Another obscure way we are governed locally is through heavy bureaucratic demands placed on our small local organisations if they receive any government funding. Or having rules that they are subject to.

Then back into their central offices they go from being focused on service-delivery to getting in a lawyer to work out how to help them deal with the legalistic demands they find themselves facing.

Next thing the lawyer cut and pastes in the legalistic clauses that are now well-developed to ‘pass the buck down the chain’.

The two main categories I’ve come across locally are:

1. Getting volunteers in a local charity to sign that they are responsible for the legal liabilities that are actually the responsiblity of the organisation and quite outside the capability of the volunteers to have any control over.
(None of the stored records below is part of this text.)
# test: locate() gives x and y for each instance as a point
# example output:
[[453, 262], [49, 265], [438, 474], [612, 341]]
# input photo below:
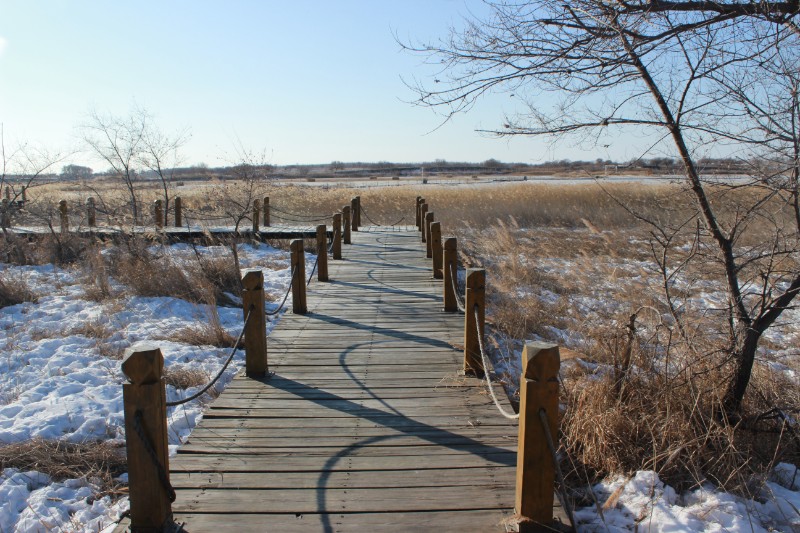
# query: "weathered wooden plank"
[[489, 476], [488, 520]]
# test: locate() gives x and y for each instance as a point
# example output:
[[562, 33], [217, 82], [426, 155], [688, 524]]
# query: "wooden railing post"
[[299, 305], [423, 211], [436, 249], [256, 215], [322, 252], [346, 223], [337, 236], [177, 219], [449, 268], [91, 212], [5, 218], [158, 214], [474, 298], [145, 407], [255, 334], [64, 216], [535, 466], [427, 233]]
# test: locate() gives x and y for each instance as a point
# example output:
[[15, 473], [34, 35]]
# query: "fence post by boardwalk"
[[145, 407], [475, 297], [256, 214], [158, 214], [177, 218], [337, 236], [91, 212], [64, 215], [322, 252], [299, 306], [535, 467], [346, 223], [423, 211], [436, 249], [427, 233], [450, 258], [5, 221], [255, 334], [354, 213]]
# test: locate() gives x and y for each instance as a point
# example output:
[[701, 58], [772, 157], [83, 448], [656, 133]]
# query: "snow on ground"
[[643, 503], [58, 381]]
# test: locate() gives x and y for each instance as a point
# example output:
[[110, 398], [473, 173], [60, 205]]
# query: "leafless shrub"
[[101, 461]]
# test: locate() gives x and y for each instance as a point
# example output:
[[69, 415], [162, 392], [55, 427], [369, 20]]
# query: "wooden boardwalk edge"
[[367, 423]]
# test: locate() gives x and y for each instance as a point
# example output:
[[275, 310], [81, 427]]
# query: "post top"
[[541, 361], [143, 364]]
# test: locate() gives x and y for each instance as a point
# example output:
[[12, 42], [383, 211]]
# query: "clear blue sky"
[[307, 81]]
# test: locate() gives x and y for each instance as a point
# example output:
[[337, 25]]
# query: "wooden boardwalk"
[[365, 425]]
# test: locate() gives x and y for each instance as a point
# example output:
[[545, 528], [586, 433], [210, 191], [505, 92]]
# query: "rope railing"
[[484, 359], [286, 296], [375, 223], [224, 367], [313, 270]]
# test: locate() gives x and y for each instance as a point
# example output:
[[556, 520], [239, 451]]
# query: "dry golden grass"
[[61, 460], [182, 377], [14, 290]]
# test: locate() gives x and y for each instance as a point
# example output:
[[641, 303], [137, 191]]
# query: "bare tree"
[[118, 141], [23, 167], [694, 74], [160, 153]]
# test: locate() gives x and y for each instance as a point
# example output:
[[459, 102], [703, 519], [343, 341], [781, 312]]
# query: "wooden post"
[[91, 212], [337, 236], [5, 221], [436, 249], [158, 214], [322, 252], [354, 213], [426, 232], [256, 214], [449, 268], [535, 467], [145, 407], [299, 306], [474, 297], [423, 210], [255, 335], [64, 215], [178, 217], [346, 222]]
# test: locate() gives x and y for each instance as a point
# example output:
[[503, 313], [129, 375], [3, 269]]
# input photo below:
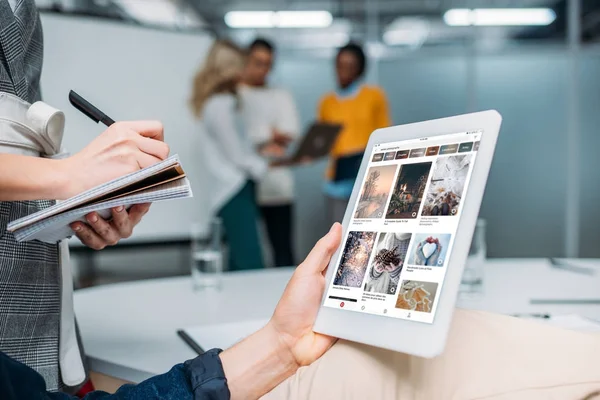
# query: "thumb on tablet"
[[319, 257]]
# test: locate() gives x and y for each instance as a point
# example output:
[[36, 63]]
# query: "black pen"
[[190, 342], [88, 109]]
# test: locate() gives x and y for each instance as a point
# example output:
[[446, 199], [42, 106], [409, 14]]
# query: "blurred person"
[[361, 109], [272, 123], [231, 164], [37, 324]]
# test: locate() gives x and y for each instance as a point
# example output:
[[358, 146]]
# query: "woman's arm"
[[32, 178], [123, 148], [219, 119]]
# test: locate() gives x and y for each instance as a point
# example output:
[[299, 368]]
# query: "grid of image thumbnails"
[[375, 261]]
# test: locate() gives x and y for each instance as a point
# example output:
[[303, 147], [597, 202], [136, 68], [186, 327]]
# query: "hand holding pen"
[[122, 148]]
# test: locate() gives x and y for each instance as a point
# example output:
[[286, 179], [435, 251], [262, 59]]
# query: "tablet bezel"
[[417, 338]]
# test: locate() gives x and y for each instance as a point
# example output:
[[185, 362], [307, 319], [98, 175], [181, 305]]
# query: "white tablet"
[[407, 231]]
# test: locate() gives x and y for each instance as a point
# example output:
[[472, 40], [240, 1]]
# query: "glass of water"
[[207, 256], [472, 279]]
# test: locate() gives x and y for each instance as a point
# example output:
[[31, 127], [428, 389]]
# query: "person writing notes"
[[360, 109], [272, 123], [37, 325]]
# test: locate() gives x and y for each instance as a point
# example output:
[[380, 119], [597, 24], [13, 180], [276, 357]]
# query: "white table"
[[129, 329]]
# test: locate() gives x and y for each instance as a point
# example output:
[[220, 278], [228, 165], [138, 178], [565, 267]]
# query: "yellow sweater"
[[360, 115]]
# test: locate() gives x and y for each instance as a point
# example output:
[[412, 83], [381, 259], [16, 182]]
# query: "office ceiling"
[[365, 20]]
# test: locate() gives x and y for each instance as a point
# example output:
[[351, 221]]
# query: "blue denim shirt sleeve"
[[200, 378]]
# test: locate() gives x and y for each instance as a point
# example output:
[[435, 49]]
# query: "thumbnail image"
[[432, 151], [409, 190], [355, 258], [402, 154], [378, 157], [417, 296], [449, 149], [375, 192], [416, 153], [447, 185], [387, 264], [429, 249], [465, 147]]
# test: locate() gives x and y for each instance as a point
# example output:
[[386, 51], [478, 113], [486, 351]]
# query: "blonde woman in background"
[[231, 166]]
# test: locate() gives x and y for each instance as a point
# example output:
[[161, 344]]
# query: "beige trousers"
[[487, 356]]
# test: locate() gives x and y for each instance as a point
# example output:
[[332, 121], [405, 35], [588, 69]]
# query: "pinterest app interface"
[[396, 251]]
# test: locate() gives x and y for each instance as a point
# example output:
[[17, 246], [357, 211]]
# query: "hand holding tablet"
[[407, 230]]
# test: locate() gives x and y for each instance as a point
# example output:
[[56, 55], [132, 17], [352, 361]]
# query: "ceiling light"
[[499, 16], [411, 32], [160, 12], [250, 19], [278, 19]]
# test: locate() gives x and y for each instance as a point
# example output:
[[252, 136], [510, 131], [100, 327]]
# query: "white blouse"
[[265, 109], [227, 160]]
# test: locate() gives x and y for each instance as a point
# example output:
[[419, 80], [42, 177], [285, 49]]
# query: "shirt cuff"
[[207, 377]]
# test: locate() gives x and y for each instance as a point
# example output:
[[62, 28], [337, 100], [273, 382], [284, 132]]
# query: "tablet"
[[394, 281], [317, 142]]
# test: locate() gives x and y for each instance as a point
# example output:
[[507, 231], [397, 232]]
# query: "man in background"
[[272, 123]]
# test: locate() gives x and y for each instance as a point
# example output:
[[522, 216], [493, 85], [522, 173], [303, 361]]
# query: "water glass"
[[207, 256], [472, 279]]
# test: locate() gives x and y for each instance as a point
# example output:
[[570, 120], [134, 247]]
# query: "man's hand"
[[296, 312], [123, 148], [101, 233], [263, 360]]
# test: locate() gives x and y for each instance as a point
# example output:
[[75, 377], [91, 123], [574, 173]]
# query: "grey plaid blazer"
[[30, 276]]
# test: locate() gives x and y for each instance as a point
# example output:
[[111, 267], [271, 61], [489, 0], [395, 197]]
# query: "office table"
[[129, 329]]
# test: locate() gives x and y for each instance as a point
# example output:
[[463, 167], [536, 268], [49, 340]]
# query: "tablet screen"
[[402, 230]]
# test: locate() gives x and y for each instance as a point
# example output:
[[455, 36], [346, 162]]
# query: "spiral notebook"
[[162, 181]]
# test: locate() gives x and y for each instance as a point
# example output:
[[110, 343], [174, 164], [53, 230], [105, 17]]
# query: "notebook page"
[[93, 193], [57, 227]]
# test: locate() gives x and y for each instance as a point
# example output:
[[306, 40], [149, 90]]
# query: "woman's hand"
[[123, 148], [297, 310], [101, 233]]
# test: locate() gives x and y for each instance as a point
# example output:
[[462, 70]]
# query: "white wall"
[[139, 73], [129, 73]]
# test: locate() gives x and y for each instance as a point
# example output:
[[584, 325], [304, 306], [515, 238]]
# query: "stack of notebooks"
[[163, 181]]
Requiring volunteers to sign for a range of requirements that is much wider than their responsibilities (Ex. I agree I have a Blue Card. I agree I have appropriate qualification to work with people with a physical handicap (who asked people with a physical handicap if they wanted to be excluded from contact with ordinary untrained people!).) When what they are doing is sorting secondhand clothes in a back room. And what is actually required is that volunteers sign their name (accepting liability) not that any of them actually have any of the things they are signing. The volunteer will have the choice of either signing the whole thing or losing their spot. This is the organisation determined to cover it’s ‘arse’ utterly uncaring of it’s volunteer staff. But the organisation is also being utterly unreasonably hounded by threats and needs protection too.

2. Passing liability to subcontractors. This happens in a number of ways. Employing agencies get people to sign long legal documents and somewhere there will be clauses that shift the liabilities of the big organisation to the little individual. These will be liabilities for things that the small individual willl have no control over that are defined by the big organisation. (An example might be advertising claims.) The small individual will have the choice of either signing the whole contract or not getting the job at all. In practice while this will usually not rebound on the small individual full legal consequences could come back to them – they could literally lose their house.

This works the other way too. I was told a local story about a road verge mowed by a subcontractor to the Moreton Bay Shire Council. The subcontrator caused damage to a power box on the verge that ruined the power supply to the property. The owner contacted the Council (responsible for managing the road verges) and they said it was not their responsibility but the responsibility of the subcontractor. The subcontractor was small-fry who could not be easily located and when he was he denied the action – where was the householder’s proof it was he who damaged the electricity box? The householder was left paying thousands to reconnect supply. The Council should take responsibility for managing the quality of work done for it for training people doing work for it for checking.

Councils have become very effective at fending off claims against them. Certainly we are creating a dreadful rod for our own backs if we have a culture of suing but we shouldn’t be passing the buck down to the smallest weakest link in the chain. When BCC published a list of successful liability claims against it it was remarkable by how small they were and how few. We’d be much better preserving claims for real matters and taking responsibility for looking after ourselves most of the time. That said we need our Councils and organisations to manage most of their work quality control as an internal standard process not as part of a liability to be off-loaded down the food chain.